Desacuerdo nacional
A pesar de que prometa un acuerdo nacional, el presidente Petro no lo va a hacer ni tiene que hacerlo. Todos los presidentes llegan y prometen uno, “tienden puentes” a otros grupos políticos, y ofrecen modificar sus programas, incluso, para satisfacer a quienes han perdido las elecciones y que amenazan con hacerles oposición.
El acuerdo nacional, liderado por Roy Barreras, no sólo es irrealizable (salvo que se compre con puestos y clientelismo), sino que contradice las ideas básicas que sostienen una democracia pluralista, en la que siempre debe haber fuerzas que se opongan a quienes ocupan el poder, y en la que la expresión de tal oposición debe ser permitida. Cuando Roy y el presidente hablan de “Acuerdo nacional” tenemos que entender, necesariamente, “gobierno sin oposición”. Y esto es peligroso.
El presidente Petro tiene la costumbre de hablar por el pueblo, y de creer que su destino –haber ganado la presidencia– es equivalente al destino de la nación –llegar al poder a través de él–. Esto, por supuesto, es falso. Petro representa ciertas ideas y ciertos sectores políticos; representa, claro, las expectativas de muchas personas que sienten que, con un gobierno de izquierda, liderado por un político que no viene de las élites de Bogotá, sus intereses van a reivindicarse y defenderse. Y ojalá que sí. Pero el hecho de que el presidente haya llegado con los votos de las minorías étnicas, de los jóvenes y de la mayoría de la clase trabajadora, no significa que represente a la nación, y no significa que tenga un mandato para hacer un acuerdo nacional: los “acuerdos nacionales” son espejismos, incluso cuando se expresan en esos rarísimos momentos constituyentes que, sin embargo, producen constituciones que son, entre otras cosas, la infraestructura para el disenso y la contradicción por venir.
El expresidente Uribe construyó un eficaz aparato ideológico para, digamos, “nacionalizar” la política de seguridad democrática. Trató de presentarle al país una política de seguridad como una necesidad histórica, como una oportunidad providencial, acaso, para que “la nación” venciera a su enemigo.

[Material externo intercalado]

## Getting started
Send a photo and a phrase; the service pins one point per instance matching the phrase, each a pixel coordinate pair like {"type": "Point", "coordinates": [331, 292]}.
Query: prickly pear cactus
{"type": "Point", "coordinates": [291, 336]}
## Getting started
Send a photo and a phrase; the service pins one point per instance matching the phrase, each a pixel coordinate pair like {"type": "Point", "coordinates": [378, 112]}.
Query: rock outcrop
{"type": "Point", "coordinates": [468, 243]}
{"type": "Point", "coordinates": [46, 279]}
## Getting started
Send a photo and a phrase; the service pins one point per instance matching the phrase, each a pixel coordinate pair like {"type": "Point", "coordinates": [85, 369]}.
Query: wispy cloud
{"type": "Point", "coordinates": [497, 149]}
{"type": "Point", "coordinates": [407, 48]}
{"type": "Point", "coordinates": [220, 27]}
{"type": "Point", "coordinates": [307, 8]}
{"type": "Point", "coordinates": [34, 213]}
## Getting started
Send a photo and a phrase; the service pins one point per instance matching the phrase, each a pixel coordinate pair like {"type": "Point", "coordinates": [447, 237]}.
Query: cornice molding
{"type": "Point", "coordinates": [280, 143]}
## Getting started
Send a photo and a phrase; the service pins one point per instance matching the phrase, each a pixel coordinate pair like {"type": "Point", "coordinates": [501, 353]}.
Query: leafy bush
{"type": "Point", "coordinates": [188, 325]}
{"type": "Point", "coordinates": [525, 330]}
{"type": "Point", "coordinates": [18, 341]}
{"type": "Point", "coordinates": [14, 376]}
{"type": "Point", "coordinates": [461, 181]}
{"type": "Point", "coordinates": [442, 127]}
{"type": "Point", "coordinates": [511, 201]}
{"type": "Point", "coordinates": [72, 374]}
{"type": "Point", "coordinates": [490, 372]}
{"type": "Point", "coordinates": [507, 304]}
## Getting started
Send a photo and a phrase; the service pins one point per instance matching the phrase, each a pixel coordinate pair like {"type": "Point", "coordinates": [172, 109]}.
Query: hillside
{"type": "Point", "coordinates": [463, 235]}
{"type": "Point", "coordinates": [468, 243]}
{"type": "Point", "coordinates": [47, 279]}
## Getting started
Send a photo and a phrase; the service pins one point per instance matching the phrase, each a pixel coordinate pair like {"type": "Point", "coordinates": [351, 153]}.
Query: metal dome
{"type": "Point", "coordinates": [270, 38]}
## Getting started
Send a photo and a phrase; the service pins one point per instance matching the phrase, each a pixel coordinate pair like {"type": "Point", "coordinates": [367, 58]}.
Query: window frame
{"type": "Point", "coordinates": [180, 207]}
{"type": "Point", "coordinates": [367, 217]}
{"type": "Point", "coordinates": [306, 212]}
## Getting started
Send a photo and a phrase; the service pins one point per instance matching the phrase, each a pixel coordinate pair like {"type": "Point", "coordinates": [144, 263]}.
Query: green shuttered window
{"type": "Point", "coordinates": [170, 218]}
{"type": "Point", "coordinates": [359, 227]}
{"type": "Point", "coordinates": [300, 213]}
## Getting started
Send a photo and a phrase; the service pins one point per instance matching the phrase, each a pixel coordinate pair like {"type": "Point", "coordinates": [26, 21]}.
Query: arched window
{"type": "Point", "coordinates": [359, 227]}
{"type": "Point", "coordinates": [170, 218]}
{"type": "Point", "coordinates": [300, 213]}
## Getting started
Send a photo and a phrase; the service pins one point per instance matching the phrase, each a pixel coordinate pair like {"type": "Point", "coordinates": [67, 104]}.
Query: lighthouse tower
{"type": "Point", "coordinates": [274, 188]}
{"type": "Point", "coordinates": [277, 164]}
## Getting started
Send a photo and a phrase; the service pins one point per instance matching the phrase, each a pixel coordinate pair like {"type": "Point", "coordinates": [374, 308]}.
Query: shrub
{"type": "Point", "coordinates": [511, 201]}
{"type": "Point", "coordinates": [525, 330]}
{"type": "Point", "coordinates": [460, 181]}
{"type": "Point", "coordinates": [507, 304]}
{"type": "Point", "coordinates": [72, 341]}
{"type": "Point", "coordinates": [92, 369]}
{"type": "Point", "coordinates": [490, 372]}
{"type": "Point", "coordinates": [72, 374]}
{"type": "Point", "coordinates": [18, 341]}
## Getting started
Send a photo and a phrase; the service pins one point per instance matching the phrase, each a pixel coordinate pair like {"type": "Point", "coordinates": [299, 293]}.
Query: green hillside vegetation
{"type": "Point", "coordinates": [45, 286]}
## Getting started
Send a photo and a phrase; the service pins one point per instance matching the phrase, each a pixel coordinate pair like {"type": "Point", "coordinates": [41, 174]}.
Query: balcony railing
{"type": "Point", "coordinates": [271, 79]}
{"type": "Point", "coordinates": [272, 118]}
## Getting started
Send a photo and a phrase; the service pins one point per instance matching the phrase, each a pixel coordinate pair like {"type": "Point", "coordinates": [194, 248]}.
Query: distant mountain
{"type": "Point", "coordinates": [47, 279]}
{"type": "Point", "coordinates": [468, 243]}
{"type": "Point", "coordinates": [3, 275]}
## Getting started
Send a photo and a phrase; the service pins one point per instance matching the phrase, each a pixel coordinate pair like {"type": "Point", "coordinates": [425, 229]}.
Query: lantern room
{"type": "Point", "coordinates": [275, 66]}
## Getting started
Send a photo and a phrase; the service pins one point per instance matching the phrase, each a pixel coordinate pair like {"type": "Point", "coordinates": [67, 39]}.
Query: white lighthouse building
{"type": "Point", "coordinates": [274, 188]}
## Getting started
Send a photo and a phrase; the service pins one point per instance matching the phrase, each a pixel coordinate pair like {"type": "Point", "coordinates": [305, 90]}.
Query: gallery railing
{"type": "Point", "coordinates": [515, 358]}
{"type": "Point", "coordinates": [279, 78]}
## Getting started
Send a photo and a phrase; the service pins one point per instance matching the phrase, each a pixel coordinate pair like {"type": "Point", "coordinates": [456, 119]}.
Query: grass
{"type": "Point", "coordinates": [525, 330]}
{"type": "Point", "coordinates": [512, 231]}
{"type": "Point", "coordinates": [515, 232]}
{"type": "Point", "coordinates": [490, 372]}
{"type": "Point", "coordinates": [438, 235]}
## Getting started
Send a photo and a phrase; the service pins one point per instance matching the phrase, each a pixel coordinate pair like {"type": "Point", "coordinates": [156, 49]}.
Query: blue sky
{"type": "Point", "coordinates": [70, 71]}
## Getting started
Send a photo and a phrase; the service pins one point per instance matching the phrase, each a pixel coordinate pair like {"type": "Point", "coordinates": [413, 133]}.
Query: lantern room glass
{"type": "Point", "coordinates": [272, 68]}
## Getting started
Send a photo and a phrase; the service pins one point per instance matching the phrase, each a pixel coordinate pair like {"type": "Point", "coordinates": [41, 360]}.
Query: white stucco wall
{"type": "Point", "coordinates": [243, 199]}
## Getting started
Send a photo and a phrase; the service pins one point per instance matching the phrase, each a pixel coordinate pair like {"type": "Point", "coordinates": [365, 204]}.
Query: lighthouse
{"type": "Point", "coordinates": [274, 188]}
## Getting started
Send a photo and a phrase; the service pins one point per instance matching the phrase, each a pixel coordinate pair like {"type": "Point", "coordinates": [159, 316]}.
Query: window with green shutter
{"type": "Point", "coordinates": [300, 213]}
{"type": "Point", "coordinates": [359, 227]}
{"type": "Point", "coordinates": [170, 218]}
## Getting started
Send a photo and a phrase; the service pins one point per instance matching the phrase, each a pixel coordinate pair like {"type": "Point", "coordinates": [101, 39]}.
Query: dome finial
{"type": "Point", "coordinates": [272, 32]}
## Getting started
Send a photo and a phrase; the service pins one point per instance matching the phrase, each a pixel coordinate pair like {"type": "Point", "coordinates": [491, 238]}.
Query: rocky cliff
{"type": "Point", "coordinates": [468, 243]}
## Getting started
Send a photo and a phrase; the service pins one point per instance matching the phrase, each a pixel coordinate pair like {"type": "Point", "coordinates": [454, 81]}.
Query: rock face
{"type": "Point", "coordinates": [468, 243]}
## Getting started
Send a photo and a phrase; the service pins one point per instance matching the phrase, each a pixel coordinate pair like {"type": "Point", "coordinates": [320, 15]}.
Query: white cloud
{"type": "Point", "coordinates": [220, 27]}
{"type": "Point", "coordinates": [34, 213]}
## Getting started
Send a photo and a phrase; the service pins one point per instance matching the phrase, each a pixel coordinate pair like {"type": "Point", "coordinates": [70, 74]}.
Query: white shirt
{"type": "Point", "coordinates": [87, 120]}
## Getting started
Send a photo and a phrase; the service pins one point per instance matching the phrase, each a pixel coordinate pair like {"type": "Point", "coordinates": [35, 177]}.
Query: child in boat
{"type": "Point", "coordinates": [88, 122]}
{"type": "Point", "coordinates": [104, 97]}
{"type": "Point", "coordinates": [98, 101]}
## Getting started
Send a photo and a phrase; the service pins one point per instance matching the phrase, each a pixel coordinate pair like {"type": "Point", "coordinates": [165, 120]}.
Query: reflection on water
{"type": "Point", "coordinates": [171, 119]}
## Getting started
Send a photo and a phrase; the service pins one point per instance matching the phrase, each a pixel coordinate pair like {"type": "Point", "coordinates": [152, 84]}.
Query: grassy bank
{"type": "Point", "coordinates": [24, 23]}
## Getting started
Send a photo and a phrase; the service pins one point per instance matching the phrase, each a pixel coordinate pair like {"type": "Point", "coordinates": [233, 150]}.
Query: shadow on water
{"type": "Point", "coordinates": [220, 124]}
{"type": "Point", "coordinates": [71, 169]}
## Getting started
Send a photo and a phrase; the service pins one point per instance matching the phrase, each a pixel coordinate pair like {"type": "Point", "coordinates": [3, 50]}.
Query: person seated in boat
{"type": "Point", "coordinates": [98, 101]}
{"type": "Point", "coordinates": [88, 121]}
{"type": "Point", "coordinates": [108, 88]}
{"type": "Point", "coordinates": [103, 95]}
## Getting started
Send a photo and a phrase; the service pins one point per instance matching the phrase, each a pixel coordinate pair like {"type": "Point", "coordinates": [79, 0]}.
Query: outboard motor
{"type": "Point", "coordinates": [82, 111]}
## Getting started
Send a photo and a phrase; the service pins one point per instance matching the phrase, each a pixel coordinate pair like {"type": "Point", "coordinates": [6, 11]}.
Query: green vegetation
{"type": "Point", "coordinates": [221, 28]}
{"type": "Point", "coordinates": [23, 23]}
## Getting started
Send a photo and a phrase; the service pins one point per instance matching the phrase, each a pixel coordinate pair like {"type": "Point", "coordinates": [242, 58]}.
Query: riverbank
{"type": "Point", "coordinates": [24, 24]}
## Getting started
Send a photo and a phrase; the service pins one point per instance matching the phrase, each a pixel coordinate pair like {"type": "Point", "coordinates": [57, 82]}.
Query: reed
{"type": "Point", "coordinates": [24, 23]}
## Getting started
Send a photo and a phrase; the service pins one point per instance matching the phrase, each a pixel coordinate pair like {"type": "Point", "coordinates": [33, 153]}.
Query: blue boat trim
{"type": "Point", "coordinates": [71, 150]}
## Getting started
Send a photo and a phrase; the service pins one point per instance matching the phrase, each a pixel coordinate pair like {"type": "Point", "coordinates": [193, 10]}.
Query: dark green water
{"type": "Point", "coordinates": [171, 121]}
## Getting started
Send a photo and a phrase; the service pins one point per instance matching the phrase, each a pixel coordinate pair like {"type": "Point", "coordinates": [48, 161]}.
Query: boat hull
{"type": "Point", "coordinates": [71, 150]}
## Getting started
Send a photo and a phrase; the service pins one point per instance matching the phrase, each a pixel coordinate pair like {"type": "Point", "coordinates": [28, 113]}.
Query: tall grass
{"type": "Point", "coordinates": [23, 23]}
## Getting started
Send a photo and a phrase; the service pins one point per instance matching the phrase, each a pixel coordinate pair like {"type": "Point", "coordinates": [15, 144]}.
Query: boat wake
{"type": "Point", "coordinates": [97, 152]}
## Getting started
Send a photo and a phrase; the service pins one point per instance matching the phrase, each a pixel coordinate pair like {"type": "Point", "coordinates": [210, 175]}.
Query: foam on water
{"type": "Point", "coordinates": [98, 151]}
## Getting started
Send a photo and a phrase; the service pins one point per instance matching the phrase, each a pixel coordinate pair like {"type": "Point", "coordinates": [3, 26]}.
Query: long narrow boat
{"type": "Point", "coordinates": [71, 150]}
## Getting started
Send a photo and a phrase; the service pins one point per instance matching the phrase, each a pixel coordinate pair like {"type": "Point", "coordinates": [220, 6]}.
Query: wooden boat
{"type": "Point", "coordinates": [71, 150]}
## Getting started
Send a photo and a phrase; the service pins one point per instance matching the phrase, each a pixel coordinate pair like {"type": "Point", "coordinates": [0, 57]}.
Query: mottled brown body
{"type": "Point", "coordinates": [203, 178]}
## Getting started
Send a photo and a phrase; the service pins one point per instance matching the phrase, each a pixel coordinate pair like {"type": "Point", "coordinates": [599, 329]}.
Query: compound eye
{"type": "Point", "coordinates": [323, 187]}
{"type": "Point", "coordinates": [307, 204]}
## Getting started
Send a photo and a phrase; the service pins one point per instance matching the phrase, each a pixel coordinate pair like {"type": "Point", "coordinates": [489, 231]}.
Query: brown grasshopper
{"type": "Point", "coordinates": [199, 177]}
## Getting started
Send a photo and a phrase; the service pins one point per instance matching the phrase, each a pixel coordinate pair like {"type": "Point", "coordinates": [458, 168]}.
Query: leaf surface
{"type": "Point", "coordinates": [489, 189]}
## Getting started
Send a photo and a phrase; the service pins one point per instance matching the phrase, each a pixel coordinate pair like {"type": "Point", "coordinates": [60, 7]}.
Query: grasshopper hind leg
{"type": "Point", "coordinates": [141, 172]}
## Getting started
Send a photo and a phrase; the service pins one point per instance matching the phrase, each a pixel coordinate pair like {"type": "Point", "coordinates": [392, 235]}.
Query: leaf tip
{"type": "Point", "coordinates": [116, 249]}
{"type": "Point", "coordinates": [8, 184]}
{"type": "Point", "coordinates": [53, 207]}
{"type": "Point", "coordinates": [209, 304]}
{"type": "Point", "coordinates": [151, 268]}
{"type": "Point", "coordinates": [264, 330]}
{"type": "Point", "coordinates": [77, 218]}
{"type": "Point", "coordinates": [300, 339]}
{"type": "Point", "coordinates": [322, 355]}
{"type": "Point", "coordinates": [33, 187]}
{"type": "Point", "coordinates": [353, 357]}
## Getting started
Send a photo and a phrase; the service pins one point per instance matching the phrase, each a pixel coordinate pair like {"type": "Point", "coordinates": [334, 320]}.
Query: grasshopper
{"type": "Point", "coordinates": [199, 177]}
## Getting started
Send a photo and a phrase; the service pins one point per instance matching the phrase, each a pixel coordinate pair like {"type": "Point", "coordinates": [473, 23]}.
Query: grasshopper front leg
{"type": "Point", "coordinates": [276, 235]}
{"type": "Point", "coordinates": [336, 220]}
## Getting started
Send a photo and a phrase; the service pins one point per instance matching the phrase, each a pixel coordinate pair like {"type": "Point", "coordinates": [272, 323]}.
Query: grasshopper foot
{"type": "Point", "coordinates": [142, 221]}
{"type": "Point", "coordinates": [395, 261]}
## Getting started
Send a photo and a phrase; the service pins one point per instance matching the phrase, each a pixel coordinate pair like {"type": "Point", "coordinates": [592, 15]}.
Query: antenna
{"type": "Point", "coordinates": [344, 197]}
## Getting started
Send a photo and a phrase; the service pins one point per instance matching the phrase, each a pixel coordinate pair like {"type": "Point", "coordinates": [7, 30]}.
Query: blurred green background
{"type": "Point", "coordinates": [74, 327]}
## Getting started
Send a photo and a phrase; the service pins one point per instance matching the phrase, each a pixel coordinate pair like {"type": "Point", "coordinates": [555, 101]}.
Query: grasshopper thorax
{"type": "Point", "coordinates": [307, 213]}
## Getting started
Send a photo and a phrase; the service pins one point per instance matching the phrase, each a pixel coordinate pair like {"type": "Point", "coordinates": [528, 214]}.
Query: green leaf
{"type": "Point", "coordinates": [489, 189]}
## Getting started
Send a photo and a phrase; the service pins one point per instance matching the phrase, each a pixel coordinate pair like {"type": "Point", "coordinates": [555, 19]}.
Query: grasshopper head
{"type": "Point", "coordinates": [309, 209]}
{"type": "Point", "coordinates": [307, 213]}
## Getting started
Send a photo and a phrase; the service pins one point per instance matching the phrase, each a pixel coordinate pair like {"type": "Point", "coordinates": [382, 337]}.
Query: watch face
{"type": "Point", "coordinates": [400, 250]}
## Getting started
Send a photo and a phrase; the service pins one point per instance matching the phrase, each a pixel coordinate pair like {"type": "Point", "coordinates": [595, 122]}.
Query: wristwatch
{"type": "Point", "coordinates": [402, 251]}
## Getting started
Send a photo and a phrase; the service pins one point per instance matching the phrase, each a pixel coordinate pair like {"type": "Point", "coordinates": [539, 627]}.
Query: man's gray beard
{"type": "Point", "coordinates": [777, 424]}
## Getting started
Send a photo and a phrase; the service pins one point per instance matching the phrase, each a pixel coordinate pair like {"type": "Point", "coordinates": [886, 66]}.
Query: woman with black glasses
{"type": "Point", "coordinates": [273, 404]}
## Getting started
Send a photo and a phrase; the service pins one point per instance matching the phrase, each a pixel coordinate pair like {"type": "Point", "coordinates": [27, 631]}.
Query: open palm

Sin embargo, la oposición, encabezada por Petro y por otros líderes, fue clara en mostrar lo enclenque de ese acuerdo nacional por la seguridad, con sus mitos y sus exageraciones. La oposición, además, fue importantísima para señalar los abusos a los derechos humanos, para corregir la ley de justicia y paz, y para mostrarle a Uribe que, aunque quisiera hacerlo, hablar por “el pueblo” le era imposible.
Algo parecido pasó con el acuerdo de paz del expresidente Santos. Lo vendió como un acuerdo, de nuevo providencial, en que la nación iba a por fin sanar sus heridas históricas, reparar sus lazos rotos, reconstruir su pasado enteramente, perdonar, ser perdonada, desarmarse, democratizarse, solucionar su problema de la tierra, de la droga, de la injusticia social. De nuevo, la oposición, liderada esta vez por Uribe, le mostró al gobierno que el acuerdo de paz era, en verdad, una versión, una solución de política pública específica, que no podía atribuírsele a todo el país, imponiéndosela, así como así, como destino.
Ni Uribe ni Santos pudieron hablar por el país. Trataron de hacer que sus políticas de gobierno se volvieran políticas de estado y casi lo lograron enteramente. Se los impidió, precisamente, haber encontrado oposición en los medios de comunicación y en las instituciones públicas y privadas.
Estas barreras a la vanidad y a la ambición de los presidentes son esenciales para el funcionamiento de una democracia representativa en la que nadie, ni el líder más carismático o con más votos, puede presumir hablar por la nación.
Está bien que el presidente Petro y los partidos políticos se sienten a hablar. Colombia necesita transformaciones profundas, y esas transformaciones necesitan ser acordadas con distintas fuerzas, creando consensos efímeros sobre asuntos particulares. Sin embargo, crear una coalición clientelista que garantice la aprobación rápida de estas reformas estructurales, y amparada en el carisma de un presidente popular que habla de “mi pueblo”, va en contra de la forma en que deben funcionar nuestras instituciones.
El disenso y el desacuerdo son fundamentales en una democracia representativa que, para existir, no puede renunciar a ellos. Ojalá no nos seduzca la unanimidad.